To distinguish Morales, supra, she [la juge Arbour] commented that in s. 515(10)(b), the meaning of public interest was difficult to ascertain because the primary detention ground (securing attendance) and the secondary ground (protection of the public) were already listed. In contrast, s. 679(3) listed only the primary ground, suggesting that "public interest" was partly a reference to the secondary ground. Arbour J.A. stated :

… a substantial component of the notion of public interest, indeed, its largest component in the Criminal law context, was carved out of the possible meaning of "public interest" by the fact that s. 515 of the Criminal Code contemplated the denial of bail "for the protection and safety of the public or in the public interest". The contrast between public safety and public interest left insufficient intelligible content to the term "public interest" to satisfy the constitutional requirement of statutory precision.

[46] Le juge Then mentionne :

This argument applies with even greater force to s. 507(4), which spells out neither the primary ground nor the secondary one. In my view, the term "public interest" in section 507(4) could be read as simply a short hand reference to the primary and secondary grounds justifying detention.

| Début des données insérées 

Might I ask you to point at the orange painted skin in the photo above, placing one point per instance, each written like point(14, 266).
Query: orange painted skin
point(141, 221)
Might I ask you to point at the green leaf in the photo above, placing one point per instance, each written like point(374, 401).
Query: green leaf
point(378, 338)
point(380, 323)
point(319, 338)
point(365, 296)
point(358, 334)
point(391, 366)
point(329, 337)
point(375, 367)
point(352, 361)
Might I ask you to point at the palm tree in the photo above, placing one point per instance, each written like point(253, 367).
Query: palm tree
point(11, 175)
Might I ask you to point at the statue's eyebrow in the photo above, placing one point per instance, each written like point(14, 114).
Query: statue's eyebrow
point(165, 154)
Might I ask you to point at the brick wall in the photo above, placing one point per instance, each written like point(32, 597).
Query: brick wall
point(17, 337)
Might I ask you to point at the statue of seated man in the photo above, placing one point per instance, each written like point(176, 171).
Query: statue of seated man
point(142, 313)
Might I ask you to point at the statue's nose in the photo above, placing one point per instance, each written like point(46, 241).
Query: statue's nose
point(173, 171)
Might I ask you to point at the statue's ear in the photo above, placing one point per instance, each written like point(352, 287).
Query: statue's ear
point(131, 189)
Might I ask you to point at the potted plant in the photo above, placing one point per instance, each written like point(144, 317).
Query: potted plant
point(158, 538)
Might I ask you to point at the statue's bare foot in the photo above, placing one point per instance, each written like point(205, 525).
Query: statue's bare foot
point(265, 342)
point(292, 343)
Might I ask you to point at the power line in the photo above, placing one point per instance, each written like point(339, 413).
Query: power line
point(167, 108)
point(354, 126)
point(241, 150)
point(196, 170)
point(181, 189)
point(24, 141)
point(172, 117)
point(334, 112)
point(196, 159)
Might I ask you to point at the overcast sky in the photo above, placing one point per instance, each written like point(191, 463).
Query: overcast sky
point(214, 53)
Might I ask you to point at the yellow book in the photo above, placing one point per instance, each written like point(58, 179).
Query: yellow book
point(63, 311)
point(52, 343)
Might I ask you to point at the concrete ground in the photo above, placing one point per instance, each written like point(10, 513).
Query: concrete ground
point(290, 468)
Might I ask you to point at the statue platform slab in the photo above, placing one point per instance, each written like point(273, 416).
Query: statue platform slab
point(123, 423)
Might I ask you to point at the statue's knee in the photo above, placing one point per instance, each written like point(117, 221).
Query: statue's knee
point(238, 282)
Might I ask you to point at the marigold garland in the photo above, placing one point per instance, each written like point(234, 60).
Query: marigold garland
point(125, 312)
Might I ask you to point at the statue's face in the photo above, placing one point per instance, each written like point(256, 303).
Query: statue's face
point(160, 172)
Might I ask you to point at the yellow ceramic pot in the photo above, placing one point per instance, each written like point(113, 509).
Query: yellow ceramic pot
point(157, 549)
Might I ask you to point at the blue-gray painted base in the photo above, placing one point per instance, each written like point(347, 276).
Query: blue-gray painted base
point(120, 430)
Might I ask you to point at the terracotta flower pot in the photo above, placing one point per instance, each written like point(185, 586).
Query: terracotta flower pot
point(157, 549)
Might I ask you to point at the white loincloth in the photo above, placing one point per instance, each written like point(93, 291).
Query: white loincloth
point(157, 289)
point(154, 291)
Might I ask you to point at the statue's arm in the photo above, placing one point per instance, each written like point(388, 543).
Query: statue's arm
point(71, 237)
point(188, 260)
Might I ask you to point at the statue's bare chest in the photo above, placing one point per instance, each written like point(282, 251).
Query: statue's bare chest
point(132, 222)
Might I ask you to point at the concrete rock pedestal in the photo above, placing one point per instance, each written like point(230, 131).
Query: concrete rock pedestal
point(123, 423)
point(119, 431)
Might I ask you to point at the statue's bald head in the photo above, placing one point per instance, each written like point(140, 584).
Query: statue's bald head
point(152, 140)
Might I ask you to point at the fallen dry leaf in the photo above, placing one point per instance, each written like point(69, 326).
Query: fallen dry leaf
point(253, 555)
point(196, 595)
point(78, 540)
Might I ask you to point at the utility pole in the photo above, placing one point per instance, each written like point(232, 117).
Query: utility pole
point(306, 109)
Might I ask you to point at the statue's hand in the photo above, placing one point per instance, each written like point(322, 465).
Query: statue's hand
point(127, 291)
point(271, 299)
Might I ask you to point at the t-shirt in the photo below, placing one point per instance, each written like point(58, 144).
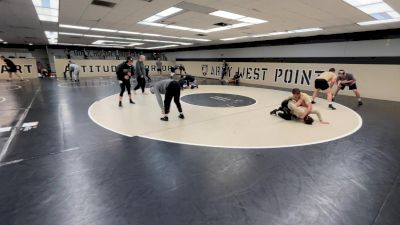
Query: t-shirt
point(327, 76)
point(303, 96)
point(347, 77)
point(159, 65)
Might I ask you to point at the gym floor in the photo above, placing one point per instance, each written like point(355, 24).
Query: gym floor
point(68, 170)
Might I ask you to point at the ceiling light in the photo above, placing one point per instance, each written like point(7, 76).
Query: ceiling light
point(152, 24)
point(252, 20)
point(219, 29)
point(48, 18)
point(374, 22)
point(177, 27)
point(103, 30)
point(240, 25)
point(51, 34)
point(47, 10)
point(96, 36)
point(361, 2)
point(375, 8)
point(69, 34)
point(234, 38)
point(200, 30)
point(74, 27)
point(169, 11)
point(307, 30)
point(127, 32)
point(152, 19)
point(227, 15)
point(194, 39)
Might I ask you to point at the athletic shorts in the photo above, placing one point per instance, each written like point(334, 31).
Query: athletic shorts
point(351, 87)
point(12, 69)
point(321, 84)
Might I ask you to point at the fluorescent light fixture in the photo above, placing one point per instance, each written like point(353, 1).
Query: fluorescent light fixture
point(152, 24)
point(103, 30)
point(356, 3)
point(74, 27)
point(220, 28)
point(194, 39)
point(375, 8)
point(47, 10)
point(307, 30)
point(227, 15)
point(152, 35)
point(48, 18)
point(95, 36)
point(168, 12)
point(177, 27)
point(234, 38)
point(127, 32)
point(200, 30)
point(252, 20)
point(51, 34)
point(240, 25)
point(374, 22)
point(69, 34)
point(152, 19)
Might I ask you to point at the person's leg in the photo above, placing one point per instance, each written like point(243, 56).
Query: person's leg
point(122, 85)
point(329, 98)
point(137, 85)
point(143, 85)
point(298, 111)
point(315, 94)
point(167, 104)
point(128, 88)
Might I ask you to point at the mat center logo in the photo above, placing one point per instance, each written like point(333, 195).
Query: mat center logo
point(204, 69)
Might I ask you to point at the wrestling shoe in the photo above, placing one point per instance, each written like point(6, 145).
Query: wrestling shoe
point(331, 107)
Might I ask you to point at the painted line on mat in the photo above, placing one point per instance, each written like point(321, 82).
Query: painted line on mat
point(14, 132)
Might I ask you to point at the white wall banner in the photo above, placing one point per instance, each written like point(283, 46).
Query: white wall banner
point(373, 81)
point(94, 68)
point(26, 67)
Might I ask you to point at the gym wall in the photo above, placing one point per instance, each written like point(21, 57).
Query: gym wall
point(374, 81)
point(96, 68)
point(26, 67)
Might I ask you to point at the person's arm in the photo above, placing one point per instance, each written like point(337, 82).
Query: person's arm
point(319, 116)
point(308, 110)
point(159, 98)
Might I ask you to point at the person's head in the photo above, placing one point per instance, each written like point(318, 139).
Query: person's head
point(341, 73)
point(129, 60)
point(296, 93)
point(308, 120)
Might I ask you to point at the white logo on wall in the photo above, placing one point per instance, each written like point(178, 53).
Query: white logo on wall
point(204, 69)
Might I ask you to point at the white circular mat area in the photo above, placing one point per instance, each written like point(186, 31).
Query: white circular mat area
point(231, 127)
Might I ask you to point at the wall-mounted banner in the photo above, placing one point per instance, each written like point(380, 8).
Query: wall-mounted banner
point(26, 67)
point(374, 81)
point(94, 68)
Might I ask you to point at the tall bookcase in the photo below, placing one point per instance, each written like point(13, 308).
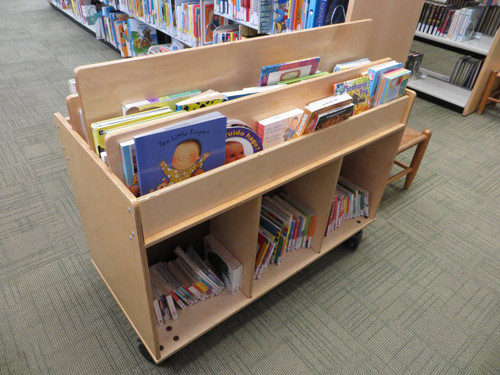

[47] Au paragraphe 183, il résume :

In summary, as a matter of statutory interpretation, "public interest" in s. 507(4) means in the interest of assuring that the suspect (i) will attend and (ii) will not commit offences prior to appearing in Court. This is by way of reference to more elaborate grounds of s. 515 suggested by Farinacci, supra. Other considerations relating to public perceptions or matters extraneous to compelling attendance and preventing future illegal conduct, can simply not be read into the provision. Section 507(4) is not therefore void for vagueness.

[48] Selon la poursuite, cette définition restreinte de l’« intérêt public » n’a pas été retenue par la jurisprudence.

[49] Ainsi, dans la décision Collins v. Brantford Police Service Board rendue en 2001, la Cour d’appel de l’Ontario s’est penchée sur les facteurs qui devaient être pris en considération lorsqu’un agent de la paix procédait à une arrestation sans mandat en vertu de l’article 495 du Code criminel.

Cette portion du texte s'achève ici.